GE Bets On House To Keep F-35 Second Engine Alive

by: Matthew Potter
July 24, 2009

Category: Business Line, Companies, Congress, Department of Defense, development program, Events, Federal Budget Process, GE, Lockheed Martin, Military Aviation, Pratt & Whitney, production program, Rolls-Royce, Services, U.S. Air Force, U.S. Marine Corps, U.S. Navy | RSS 2.0

Following up on its decision to strip the F-22 funding from the 2010 budget as requested by the Obama Administration the Senate also de-funded the second source for the F-35 JSF engine. This program too had its funding removed in the President’s budget submission but the House and the Senate Committees had restored some money to continue the program.

GE and Rolls-Royce are making this engine, the F136 with Pratt & Whitney responsible for the main F135 engine. The idea of having a second engine was due to the large amount of F-35 aircraft required and the three different versions there might be a need for such capability. GE is claiming that the competition that their engine provides will help control costs and schedule. The company feels that the funding will remain in the final bill as the House will support it in Conference. There is still a chance that the conference bill will also retain some money for the F-22 if the House is hard over on it.

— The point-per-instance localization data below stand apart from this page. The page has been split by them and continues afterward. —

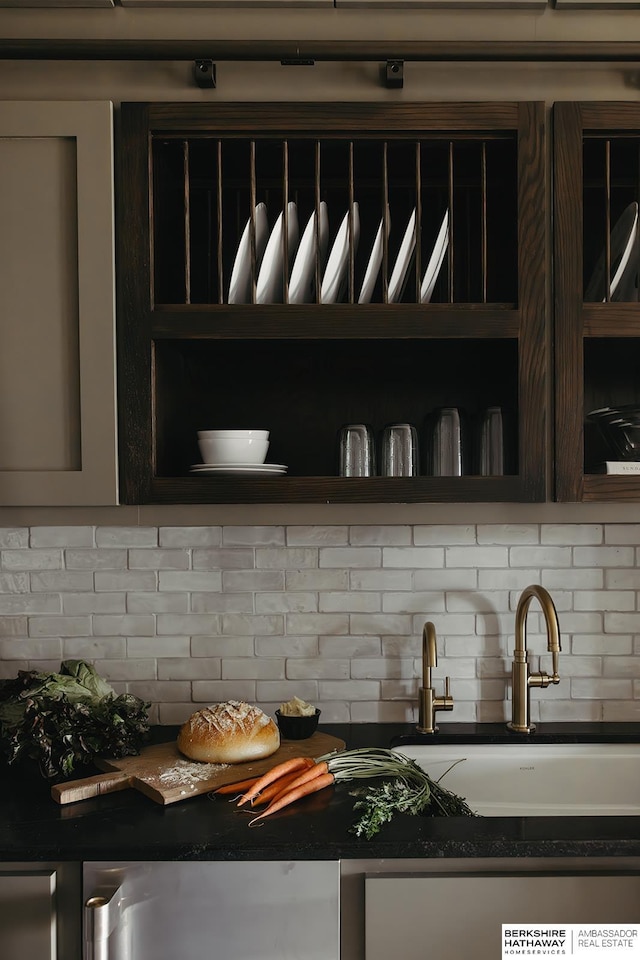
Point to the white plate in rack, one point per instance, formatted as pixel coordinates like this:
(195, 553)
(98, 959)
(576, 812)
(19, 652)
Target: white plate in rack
(271, 276)
(624, 266)
(303, 272)
(237, 469)
(240, 284)
(403, 261)
(375, 262)
(334, 280)
(435, 260)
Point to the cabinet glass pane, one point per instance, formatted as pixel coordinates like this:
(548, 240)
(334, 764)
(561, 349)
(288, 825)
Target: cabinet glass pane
(437, 215)
(611, 192)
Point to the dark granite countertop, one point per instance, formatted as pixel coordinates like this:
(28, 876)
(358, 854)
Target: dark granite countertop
(129, 826)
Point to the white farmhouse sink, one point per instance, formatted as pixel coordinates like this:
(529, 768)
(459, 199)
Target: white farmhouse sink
(537, 779)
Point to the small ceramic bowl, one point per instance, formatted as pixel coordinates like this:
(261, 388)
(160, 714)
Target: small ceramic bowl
(233, 450)
(297, 728)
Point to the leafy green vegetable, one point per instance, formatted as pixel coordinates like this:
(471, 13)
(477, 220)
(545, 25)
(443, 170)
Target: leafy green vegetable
(68, 718)
(407, 788)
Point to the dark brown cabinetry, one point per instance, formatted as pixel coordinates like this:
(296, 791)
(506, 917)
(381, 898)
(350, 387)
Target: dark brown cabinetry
(597, 316)
(190, 179)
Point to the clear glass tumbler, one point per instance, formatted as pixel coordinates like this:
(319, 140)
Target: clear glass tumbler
(356, 451)
(400, 457)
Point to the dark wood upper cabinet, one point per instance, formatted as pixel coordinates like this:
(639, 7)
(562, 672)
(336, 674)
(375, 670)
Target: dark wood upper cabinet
(192, 179)
(597, 316)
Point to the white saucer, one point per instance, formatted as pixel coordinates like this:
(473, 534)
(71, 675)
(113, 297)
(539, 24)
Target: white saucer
(257, 469)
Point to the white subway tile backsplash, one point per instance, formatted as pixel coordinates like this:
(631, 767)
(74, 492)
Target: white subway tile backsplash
(253, 536)
(320, 536)
(220, 602)
(606, 644)
(622, 533)
(349, 602)
(223, 559)
(129, 580)
(189, 537)
(36, 559)
(573, 533)
(14, 583)
(188, 615)
(126, 537)
(444, 535)
(95, 559)
(413, 558)
(362, 558)
(509, 534)
(158, 559)
(188, 624)
(74, 604)
(59, 626)
(60, 537)
(379, 536)
(94, 648)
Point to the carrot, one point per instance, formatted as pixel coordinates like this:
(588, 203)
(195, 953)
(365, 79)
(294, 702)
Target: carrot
(316, 771)
(287, 766)
(240, 786)
(312, 786)
(267, 795)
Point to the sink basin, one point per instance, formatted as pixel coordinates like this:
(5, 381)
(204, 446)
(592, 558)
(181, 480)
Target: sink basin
(537, 779)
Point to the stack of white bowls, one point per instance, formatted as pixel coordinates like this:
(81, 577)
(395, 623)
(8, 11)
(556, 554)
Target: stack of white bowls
(238, 447)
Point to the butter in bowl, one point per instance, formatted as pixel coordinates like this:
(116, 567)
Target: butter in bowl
(297, 720)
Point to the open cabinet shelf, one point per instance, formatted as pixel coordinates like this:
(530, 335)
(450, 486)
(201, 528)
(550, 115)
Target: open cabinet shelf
(303, 350)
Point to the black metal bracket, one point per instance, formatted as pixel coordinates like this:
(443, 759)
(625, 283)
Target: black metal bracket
(204, 72)
(394, 77)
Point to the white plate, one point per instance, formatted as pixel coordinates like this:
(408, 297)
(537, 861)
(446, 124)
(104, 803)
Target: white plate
(334, 280)
(403, 261)
(624, 237)
(240, 284)
(375, 262)
(271, 275)
(266, 469)
(435, 260)
(301, 284)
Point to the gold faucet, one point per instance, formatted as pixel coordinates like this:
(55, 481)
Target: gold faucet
(522, 680)
(428, 702)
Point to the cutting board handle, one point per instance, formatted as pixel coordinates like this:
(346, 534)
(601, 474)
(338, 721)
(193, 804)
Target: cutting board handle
(75, 790)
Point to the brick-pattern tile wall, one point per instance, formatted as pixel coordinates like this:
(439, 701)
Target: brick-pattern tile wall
(186, 616)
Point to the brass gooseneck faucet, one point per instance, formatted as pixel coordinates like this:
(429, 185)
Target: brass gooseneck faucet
(522, 679)
(428, 702)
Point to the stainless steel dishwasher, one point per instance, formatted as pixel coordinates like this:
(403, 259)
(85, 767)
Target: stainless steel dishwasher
(278, 910)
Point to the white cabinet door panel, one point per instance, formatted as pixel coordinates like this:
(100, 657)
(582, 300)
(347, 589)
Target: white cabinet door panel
(57, 305)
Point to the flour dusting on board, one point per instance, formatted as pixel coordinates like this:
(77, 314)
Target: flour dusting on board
(187, 773)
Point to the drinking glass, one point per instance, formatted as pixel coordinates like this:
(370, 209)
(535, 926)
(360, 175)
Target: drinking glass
(356, 451)
(400, 450)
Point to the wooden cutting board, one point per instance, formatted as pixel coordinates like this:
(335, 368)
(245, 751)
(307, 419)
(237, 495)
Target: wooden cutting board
(164, 774)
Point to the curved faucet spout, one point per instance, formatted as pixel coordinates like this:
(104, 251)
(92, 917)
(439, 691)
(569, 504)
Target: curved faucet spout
(523, 680)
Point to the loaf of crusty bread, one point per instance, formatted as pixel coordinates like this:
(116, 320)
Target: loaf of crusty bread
(230, 732)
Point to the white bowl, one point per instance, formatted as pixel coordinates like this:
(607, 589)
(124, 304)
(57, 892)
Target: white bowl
(233, 434)
(233, 449)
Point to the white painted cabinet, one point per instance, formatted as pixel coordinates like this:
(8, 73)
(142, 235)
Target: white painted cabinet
(40, 911)
(58, 437)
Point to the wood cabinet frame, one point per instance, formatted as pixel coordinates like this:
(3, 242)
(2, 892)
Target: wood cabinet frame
(577, 322)
(141, 326)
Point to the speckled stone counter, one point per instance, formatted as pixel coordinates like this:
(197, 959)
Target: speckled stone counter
(129, 826)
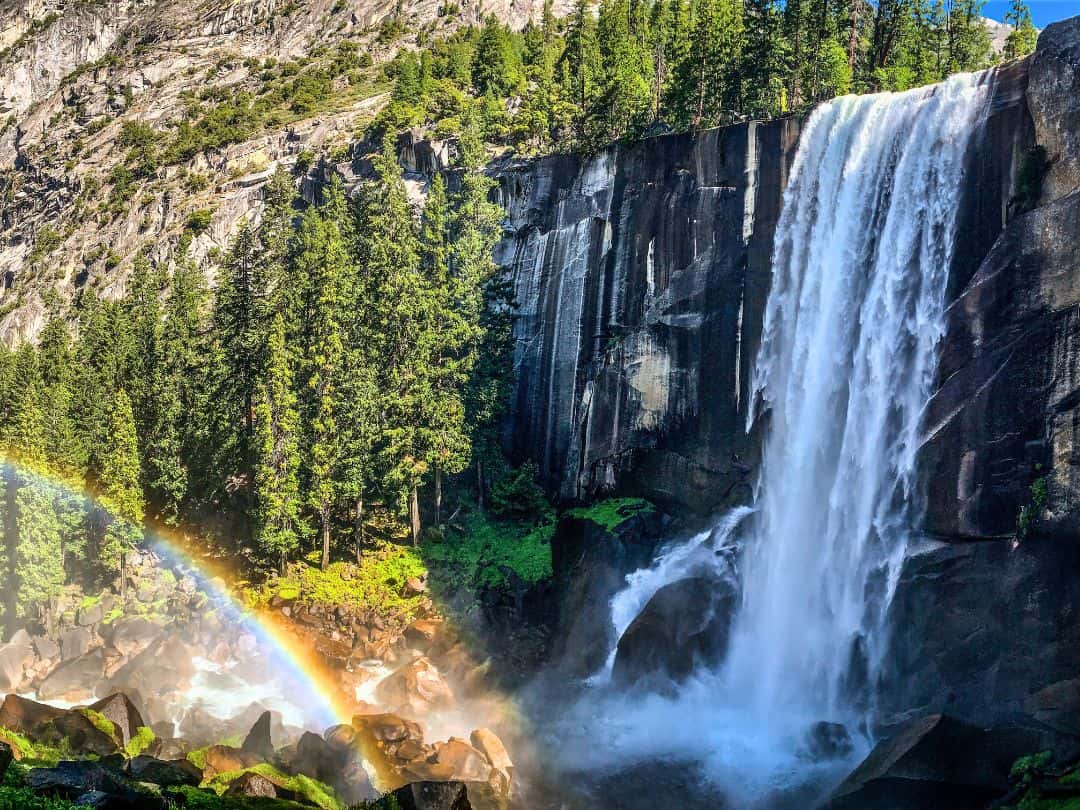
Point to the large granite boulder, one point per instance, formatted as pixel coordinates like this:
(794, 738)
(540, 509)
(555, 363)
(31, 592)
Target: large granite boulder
(75, 680)
(979, 629)
(934, 761)
(415, 689)
(590, 562)
(121, 712)
(428, 796)
(686, 624)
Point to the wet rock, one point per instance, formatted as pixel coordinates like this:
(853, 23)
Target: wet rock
(415, 688)
(502, 768)
(76, 732)
(23, 715)
(684, 625)
(46, 648)
(258, 741)
(828, 741)
(423, 634)
(76, 643)
(429, 796)
(132, 635)
(933, 761)
(252, 785)
(165, 773)
(76, 679)
(75, 779)
(14, 658)
(122, 713)
(1057, 705)
(225, 759)
(90, 615)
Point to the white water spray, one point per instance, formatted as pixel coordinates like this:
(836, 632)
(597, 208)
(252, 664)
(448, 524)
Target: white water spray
(847, 365)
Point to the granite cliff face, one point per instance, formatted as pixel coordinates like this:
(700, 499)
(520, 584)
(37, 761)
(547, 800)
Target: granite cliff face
(640, 275)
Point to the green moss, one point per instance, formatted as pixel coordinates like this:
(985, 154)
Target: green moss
(377, 582)
(314, 792)
(144, 739)
(487, 550)
(102, 723)
(30, 753)
(612, 512)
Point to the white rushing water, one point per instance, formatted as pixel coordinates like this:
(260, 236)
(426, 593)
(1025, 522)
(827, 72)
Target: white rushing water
(847, 364)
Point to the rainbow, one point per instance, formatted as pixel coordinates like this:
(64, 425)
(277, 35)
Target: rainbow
(316, 690)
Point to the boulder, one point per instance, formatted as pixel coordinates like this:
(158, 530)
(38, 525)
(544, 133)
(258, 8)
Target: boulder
(76, 643)
(163, 667)
(132, 635)
(226, 759)
(684, 625)
(423, 634)
(75, 779)
(933, 761)
(122, 713)
(76, 679)
(416, 688)
(5, 756)
(258, 742)
(502, 768)
(46, 648)
(90, 615)
(252, 785)
(14, 658)
(428, 796)
(164, 772)
(1057, 705)
(827, 741)
(22, 715)
(76, 732)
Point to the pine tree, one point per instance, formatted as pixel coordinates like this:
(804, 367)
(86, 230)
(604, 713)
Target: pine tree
(120, 491)
(1023, 38)
(277, 442)
(323, 258)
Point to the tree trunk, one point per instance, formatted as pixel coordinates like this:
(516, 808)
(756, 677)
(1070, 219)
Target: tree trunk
(359, 526)
(326, 540)
(439, 496)
(11, 544)
(414, 515)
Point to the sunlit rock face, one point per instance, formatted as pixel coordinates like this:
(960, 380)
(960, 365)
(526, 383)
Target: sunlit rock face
(640, 275)
(1004, 414)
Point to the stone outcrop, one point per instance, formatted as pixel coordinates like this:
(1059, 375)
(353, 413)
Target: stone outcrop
(640, 277)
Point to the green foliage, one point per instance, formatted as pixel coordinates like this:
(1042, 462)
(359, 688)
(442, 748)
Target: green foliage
(487, 550)
(376, 582)
(102, 723)
(143, 739)
(517, 494)
(612, 512)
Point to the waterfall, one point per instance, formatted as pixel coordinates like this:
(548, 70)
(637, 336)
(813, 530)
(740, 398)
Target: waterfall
(847, 364)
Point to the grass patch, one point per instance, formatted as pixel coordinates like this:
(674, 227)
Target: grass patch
(314, 792)
(612, 512)
(488, 548)
(103, 724)
(34, 754)
(144, 739)
(377, 582)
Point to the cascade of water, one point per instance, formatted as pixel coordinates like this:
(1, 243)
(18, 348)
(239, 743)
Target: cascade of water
(846, 367)
(847, 363)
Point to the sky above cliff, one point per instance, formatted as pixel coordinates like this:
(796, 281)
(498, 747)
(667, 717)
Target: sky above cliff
(1043, 12)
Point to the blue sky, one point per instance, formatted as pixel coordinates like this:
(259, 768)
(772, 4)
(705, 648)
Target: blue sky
(1043, 12)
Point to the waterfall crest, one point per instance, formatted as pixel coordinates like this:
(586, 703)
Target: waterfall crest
(847, 364)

It is interesting that Secretary of Defense Gates‘ wants to end this competitive program to save money when one of the new changes to defense acquisition that he has pushed this year is increased competition in the early stages of a program. Historically when there have been multiple sources trying to win a program there have been cost savings to the Government. In this case the feeling must be that the program is too mature to justify the two sources for the engines.

With the support of the Senate for Obama it may be a contentious conference, or the House may end up ending the programs. It will be an interesting August from the defense budget point of view.